La Terre sous ses pieds n’est pas à proprement parler le meilleur roman de Salman Rushdie. Mais enfin, il s’en est fallu de peu. Ceci n’en fait pas un chef-d’œuvre pour autant (bien que la quatrième de couverture, faite pour allécher le chaland, le laisse à penser : « un des romans majeurs de la décennie », etc., etc. -toujours instructif de lire ces choses-là…). Donc, si l’on omet les digressions infinies et parfois franchement lassantes, les considérations historiques n’apportant pas grand chose à l’intrigue, Salman Rushdie vient de mettre à disposition, sur les étales, un solide roman. Dans ce flot d’informations disséminées (sur le rock business, sur sa vie de semi-clandestin depuis dix ans), chacun peut tenter de s’y retrouver, boussole dans une main (l’auteur passe de Bombay à Londres, de Londres à New York, villes ouvertes, peuplées de migrants, pour les trois actes de sa dramaturgie), dictionnaire dans l’autre. Car Salman Rushdie ne se prive jamais d’accumuler les données, jouant sur différentes tonalités, mélangeant les genres, usant d’à peu près tous les motifs de la création littéraire -sans qu’ils accaparent tous notre attention avec la même force-, quitte à égarer le lecteur, ou à lui procurer une indigestion. C’est son côté démiurge, magicien : « je vais vous montrer les temps futurs, quelle sera notre identité à venir ». Cela en fait-il un roman « total » (c’est son ambition) ? Rien n’est moins sûr.

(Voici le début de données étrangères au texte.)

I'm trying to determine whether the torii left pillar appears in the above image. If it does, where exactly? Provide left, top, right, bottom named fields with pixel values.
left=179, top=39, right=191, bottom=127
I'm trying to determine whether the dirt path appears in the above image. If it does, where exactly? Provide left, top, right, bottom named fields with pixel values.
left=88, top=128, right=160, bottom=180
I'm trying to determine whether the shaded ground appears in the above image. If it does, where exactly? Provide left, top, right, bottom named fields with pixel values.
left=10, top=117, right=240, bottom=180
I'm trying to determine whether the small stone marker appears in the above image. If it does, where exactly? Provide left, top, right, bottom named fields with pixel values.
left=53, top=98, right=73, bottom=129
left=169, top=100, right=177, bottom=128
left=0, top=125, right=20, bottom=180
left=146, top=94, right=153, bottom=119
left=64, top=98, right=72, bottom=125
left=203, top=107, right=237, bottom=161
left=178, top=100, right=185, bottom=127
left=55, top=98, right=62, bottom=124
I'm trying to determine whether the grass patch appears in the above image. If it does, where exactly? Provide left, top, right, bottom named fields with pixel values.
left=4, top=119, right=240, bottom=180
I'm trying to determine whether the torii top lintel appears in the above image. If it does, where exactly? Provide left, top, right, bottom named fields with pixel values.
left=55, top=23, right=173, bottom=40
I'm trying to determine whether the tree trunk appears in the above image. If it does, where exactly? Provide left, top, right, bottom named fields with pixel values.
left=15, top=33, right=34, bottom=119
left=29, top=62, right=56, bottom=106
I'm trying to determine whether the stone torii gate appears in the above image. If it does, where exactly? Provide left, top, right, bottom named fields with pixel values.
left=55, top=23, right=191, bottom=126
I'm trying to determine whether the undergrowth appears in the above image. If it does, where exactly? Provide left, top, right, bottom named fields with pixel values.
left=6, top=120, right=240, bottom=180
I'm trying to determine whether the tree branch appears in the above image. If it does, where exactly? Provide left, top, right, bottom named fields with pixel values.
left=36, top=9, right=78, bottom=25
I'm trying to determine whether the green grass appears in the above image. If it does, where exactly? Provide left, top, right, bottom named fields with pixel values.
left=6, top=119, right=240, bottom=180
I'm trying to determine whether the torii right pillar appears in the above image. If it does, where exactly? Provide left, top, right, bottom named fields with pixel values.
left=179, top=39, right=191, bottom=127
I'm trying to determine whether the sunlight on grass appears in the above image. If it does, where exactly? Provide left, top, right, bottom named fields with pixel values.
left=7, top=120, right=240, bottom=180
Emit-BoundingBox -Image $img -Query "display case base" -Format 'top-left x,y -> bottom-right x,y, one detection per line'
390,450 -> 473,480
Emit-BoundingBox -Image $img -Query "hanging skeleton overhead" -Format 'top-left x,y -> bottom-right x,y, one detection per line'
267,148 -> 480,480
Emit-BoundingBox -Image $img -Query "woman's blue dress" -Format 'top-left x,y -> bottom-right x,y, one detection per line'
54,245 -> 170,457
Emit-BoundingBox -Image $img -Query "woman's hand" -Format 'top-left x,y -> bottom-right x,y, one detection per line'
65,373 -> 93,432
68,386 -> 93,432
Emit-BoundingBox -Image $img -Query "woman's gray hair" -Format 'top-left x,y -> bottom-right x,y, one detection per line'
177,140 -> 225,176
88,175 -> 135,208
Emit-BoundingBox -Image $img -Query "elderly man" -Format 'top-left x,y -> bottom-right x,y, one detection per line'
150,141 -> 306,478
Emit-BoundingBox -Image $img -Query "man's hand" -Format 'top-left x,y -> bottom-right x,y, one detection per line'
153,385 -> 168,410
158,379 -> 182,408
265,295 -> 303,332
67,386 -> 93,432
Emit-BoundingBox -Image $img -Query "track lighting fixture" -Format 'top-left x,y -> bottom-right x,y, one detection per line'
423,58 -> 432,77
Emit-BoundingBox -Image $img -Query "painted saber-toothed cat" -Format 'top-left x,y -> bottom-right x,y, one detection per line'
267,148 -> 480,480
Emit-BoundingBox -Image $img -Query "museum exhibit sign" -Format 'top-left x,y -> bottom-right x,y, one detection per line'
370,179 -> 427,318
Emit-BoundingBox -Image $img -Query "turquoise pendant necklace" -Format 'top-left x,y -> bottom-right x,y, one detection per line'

Après un premier chapitre remarquablement tenu, déboulant à toute vitesse (on regrette que tout ne soit pas de la même teneur), le lecteur est amené à suivre l’itinéraire, raconté par le photographe Raï, narrateur de cette folle histoire, de deux amants se vouant un amour « surhumain », Ormus et Vina, stars du rock depuis les années 60. Le dispositif est clair : de l’ascension à la chute des personnages, en passant par les micro-histoires annexes centrées sur le grand cirque rock, c’est l’ombre d’Orphée, revu et sévèrement corrigé par Salman Rushdie, qui plane. Et c’est Eurydice, dont la mythologie ne nous apprend pas grand chose, qui se trouve au cœur de l’œuvre. Tout nous ramène à elle. De même, le rapport de la mort à l’art (et inversement) constitue sans aucun doute la matrice du livre. Il ne va pas sans une certaine grandiloquence, mais l’essentiel est là : une prose soyeuse, claquée sur la musique (country, rock, soul) des artistes qui parcourent ces quelque 500 pages (Presley, Dylan, les Beatles, les Stones…). Ce qui fait de La Terre sous ses pieds un roman polyphonique, tout droit sorti d’une imagination débridée, et qui peut tour à tour fasciner le lecteur… ou le laisser sur sa faim.